The targeting of structured physiotherapy to those likely to benefit the most is what makes the Edinburgh research novel.
Several thousand patients in Edinburgh and Aberdeen will be assessed six weeks after surgery. Those who are doing badly in terms of pain and function will be offered either intensive one-to-one sessions with a physiotherapist over six weeks or the usual care – advice and a home exercise sheet. Both groups will be assessed after one year.
Professor Gary Macfarlane, professor of epidemiology at the University of Aberdeen added: “Within this study we are looking to be able to predict which patients benefit most from knee replacement surgery in terms of pain and function. We will be focussing on factors before the operation so that it helps patients and surgeons make informed decisions.
“One additional aspect we will be looking at is measuring the ‘stress-response axis’ through taking saliva samples from patients at different times of the day. This will allow us to examine how individuals respond to the emotional and physical stresses of undergoing surgery and whether that influences outcome.”

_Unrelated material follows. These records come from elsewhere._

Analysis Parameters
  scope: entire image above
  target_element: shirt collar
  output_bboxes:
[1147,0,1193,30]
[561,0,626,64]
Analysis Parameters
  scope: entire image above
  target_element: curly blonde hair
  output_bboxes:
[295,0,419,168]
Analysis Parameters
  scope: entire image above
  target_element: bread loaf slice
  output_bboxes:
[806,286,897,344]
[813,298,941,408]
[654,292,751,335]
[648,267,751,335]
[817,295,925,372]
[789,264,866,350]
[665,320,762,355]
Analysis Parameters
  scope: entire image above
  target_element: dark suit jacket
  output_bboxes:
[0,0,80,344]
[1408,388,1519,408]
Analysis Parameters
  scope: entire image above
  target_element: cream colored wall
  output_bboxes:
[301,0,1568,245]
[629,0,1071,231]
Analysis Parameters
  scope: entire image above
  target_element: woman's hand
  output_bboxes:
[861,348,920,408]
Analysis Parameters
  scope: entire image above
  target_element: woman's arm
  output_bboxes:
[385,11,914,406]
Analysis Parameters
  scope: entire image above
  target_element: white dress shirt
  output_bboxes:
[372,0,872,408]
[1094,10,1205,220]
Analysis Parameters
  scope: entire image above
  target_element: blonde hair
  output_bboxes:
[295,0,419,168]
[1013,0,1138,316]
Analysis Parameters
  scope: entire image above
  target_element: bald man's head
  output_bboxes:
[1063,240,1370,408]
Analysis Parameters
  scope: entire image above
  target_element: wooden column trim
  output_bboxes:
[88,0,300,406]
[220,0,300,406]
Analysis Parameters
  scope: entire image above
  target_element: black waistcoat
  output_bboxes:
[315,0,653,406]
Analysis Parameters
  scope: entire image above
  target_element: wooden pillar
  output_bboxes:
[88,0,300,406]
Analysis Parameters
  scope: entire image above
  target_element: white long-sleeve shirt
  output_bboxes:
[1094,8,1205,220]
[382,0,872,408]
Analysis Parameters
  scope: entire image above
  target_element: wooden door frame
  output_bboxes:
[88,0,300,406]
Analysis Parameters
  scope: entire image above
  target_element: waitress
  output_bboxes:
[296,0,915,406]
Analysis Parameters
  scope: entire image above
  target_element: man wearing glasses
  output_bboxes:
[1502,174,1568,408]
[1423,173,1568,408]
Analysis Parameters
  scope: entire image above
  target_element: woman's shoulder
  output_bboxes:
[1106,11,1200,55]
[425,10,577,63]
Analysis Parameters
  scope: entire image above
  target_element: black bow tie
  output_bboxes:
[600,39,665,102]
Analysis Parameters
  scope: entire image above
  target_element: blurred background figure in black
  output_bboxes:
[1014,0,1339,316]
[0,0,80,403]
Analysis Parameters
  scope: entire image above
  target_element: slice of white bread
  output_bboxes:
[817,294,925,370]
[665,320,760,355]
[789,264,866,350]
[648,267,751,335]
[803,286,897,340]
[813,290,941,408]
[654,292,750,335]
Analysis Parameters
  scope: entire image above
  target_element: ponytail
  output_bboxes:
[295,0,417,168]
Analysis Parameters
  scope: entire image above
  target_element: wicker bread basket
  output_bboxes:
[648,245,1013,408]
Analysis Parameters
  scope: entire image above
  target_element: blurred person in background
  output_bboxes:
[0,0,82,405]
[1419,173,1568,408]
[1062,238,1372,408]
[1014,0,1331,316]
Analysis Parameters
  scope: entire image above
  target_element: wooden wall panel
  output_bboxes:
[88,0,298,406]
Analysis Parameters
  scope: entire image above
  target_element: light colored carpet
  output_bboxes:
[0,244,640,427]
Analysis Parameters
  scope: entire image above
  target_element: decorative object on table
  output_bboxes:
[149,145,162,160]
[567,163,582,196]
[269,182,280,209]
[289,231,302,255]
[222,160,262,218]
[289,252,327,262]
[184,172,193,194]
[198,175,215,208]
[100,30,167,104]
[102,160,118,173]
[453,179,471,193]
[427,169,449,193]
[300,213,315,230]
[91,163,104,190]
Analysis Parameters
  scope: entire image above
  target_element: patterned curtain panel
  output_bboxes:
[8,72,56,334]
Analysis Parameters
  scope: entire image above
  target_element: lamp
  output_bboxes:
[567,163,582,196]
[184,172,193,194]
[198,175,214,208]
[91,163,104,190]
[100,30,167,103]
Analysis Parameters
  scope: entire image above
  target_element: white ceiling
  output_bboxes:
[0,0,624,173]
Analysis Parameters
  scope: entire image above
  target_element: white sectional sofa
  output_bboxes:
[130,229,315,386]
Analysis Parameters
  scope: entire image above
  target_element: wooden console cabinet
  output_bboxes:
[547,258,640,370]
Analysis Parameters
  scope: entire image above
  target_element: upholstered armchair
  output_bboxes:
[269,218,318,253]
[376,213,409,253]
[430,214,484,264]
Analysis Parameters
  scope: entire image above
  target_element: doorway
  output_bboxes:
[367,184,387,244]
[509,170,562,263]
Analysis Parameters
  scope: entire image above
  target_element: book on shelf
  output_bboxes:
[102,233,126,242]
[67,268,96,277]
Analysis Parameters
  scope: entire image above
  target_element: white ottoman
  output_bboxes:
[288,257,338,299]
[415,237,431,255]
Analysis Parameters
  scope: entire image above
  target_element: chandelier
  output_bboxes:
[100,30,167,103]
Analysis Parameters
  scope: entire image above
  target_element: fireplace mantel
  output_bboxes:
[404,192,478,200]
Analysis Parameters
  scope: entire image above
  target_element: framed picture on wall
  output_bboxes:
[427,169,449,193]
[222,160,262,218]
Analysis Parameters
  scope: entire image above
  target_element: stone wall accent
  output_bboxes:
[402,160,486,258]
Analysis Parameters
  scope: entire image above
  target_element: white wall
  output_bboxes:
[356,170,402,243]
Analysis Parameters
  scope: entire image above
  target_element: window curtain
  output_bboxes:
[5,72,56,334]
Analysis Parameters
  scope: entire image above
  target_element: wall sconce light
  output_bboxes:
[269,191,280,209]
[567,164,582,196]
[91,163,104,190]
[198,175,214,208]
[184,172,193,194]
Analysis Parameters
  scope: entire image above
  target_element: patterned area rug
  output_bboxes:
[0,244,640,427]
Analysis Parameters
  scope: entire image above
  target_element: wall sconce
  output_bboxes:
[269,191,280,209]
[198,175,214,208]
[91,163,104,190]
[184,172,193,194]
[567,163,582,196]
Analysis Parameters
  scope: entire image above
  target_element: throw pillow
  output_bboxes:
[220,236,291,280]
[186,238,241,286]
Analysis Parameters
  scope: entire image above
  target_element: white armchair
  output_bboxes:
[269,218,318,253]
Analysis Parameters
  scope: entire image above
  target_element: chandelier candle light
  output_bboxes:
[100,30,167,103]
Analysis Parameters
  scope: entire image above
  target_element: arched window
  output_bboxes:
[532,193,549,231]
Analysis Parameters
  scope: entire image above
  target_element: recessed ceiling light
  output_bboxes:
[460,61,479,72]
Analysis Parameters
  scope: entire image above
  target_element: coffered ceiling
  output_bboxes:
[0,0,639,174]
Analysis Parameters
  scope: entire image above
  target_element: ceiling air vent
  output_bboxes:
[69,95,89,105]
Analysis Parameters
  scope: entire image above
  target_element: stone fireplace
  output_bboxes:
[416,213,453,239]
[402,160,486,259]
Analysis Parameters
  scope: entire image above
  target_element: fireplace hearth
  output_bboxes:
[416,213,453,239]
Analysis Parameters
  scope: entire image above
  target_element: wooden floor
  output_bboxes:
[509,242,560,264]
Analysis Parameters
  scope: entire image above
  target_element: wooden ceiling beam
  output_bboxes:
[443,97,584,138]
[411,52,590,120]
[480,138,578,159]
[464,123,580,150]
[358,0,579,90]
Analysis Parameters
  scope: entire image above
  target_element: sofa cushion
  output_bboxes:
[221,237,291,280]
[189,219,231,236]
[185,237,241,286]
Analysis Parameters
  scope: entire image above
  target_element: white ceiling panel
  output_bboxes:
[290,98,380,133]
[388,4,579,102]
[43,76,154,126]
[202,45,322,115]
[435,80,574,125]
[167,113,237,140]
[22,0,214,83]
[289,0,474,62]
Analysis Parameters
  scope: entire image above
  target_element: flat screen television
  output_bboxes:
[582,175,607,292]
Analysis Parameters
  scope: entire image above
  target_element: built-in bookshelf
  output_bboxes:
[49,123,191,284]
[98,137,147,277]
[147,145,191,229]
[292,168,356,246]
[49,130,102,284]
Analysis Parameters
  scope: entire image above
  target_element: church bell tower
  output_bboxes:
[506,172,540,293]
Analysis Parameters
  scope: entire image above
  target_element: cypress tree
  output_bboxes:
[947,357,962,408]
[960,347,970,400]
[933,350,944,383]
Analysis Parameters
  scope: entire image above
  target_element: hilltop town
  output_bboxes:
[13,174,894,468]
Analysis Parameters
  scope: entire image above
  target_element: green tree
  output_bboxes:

Professor Simpson added that despite the dissatisfaction rates, knee replacement surgery was nevertheless a highly effective procedure in relieving pain.
“In this research we’re trying to understand patients’ expectations of the operation as well as measuring their reported function. Patients may be feeling depressed or have been upset by the surgical process and this may also need to be taken into account in order to improve the patient’s outcome,” he said.
The Chartered Society of Physiotherapists has welcomed the new study. Natalie Beswetherick, director of practice and development at CPS, said: “A key measure of success for a knee replacement relates to the patients improved quality of life. These studies will leave an important legacy if they identify new ways for the NHS to provide appropriate post-op rehabilitation.”
Arthritis Research UK receives no government funding and is the is the only charity in the UK dedicated to funding research into finding the cause, new treatments and cure for all forms of arthritis. It is the leading funder of research into all forms of arthritis and musculoskeletal conditions in Scotland, funding research in Edinburgh, Aberdeen, and Glasgow.
In National Arthritis Week Arthritis Research UK is appealing to the public in order to continue funding its vital work. People can help making a Joint Effort pledge during the week: either by supporting the charity’s work by raising money, by sharing their experiences of arthritis in a National Arthritis Survey or by finding out more about the realities of living with arthritis.